3.     28-5-2001          Order received in the office of the
                          concerned CCIT.
4.     18-7-2001          The CIT sent the file to the CBDT for
                          its opinion as regards filing of SLP.
5.     29-10-2001         Opinion of the Law Ministry dt. 15th 
                          Oct., 2001 received in the office of
                          the CCIT (Admn.). Solicitor General 
                          opined that instead of filing SLP 
                          review petition be filed.
6.                        Restructuring of the Department
                          and change in the jurisdiction of 
                          the AO etc.
7.    13-11-2001          Matter referred to the Standing Counsel 
                          in view of the opinion of the Ministry
                          of Law.
8.     27-3-2002          Sending the file to another Standing
                          Counsel after receiving the same from 
                          the first one.
9.     23-4-2002          File received back from the second 
                          Standing Counsel.
10.    30-4-2002          Sending the file to yet another 
                          Standing Counsel.
11.    1-6-2002 to        Summer vacation of the High Court.
       7-7-2002
12.    12-7-2002          Filing of the review petition.

 

The application is resisted by the respondent-assessed.
 

3. We have heard Mr. R.C. Pandey, learned senior standing counsel for the Revenue and Mr. C.S. Aggarwal, learned counsel for the assessed.

4. Relying on the decision of the apex Court in State of Haryana v. Chandra Mani and Ors. . Mr. Pandey has vehemently submitted that since the processing of the file from one Ministry to another and then from one standing counsel to another took a considerable time, causing the delay, the Court may take a pragmatic view in the matter and condone the delay. Reliance is also placed on another decision of the apex Court in Collector, Land Acquisition v. Mst. Katiji and Ors. .
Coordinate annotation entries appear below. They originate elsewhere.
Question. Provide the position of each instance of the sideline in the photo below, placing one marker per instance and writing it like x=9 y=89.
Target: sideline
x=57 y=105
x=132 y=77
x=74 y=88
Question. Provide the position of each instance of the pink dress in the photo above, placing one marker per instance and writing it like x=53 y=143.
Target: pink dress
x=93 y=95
5. Having regard to the factual scenario, as projected in the afore-extracted list of dates and events, we are unable to agree with learned counsel for the applicant that a sufficient cause for condensation of delay of more than 400 days in filing the review application is made out. It is evident from the said list that in the first instance the office of the Chief CIT took almost two months in forwarding the file to the CBDT for its opinion. Mercifully, the Board took more than three months in obtaining the opinion of the Ministry of Law. What happened thereafter is again a true reflection of the file pushing and passing on the buck, ethos. To say the least, the file has been dealt with in a most casual and cavalier manner.
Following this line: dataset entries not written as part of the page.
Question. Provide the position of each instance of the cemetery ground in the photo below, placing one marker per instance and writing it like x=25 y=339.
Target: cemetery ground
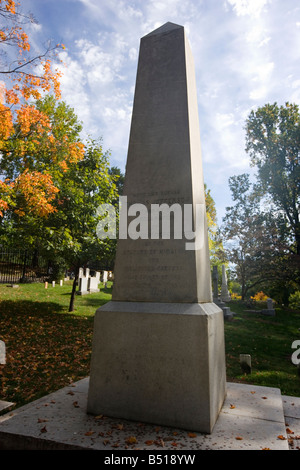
x=48 y=348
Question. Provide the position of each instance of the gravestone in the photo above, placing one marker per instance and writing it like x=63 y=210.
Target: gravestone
x=270 y=309
x=215 y=278
x=224 y=288
x=83 y=281
x=93 y=283
x=105 y=277
x=158 y=352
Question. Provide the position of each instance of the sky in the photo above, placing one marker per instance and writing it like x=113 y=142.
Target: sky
x=246 y=54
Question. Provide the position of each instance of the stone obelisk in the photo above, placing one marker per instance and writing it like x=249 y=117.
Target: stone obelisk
x=158 y=351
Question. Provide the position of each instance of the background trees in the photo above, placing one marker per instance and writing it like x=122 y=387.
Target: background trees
x=25 y=75
x=263 y=224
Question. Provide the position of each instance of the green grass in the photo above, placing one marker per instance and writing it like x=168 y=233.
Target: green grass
x=269 y=342
x=48 y=348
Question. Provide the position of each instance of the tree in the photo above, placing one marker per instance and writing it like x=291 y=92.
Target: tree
x=273 y=143
x=217 y=252
x=256 y=241
x=72 y=230
x=35 y=156
x=67 y=236
x=25 y=75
6. We are conscious of the observations of the Supreme Court, that the expression "sufficient cause" should be considered with pragmatism in justice-oriented approach rather than the technical detection of sufficient cause for explaining every day's delay. True, that having regard to the fact that the State Represents collective cause of the community, certain amount of latitude to it is permissible but in a case of apparent lethargy, like the present one, Chandra Mani's case (supra) cannot be permitted to be used as a shield for inaction. We are of the view that on facts in hand no cause, much less a sufficient cause has been made out for condensation of delay in filing the review application and we are constrained to dismiss the application. Ordered accordingly.

Consequently the review application is also dismissed as barred by limitation. However, having regard to the facts of the case, there will be no order as to costs.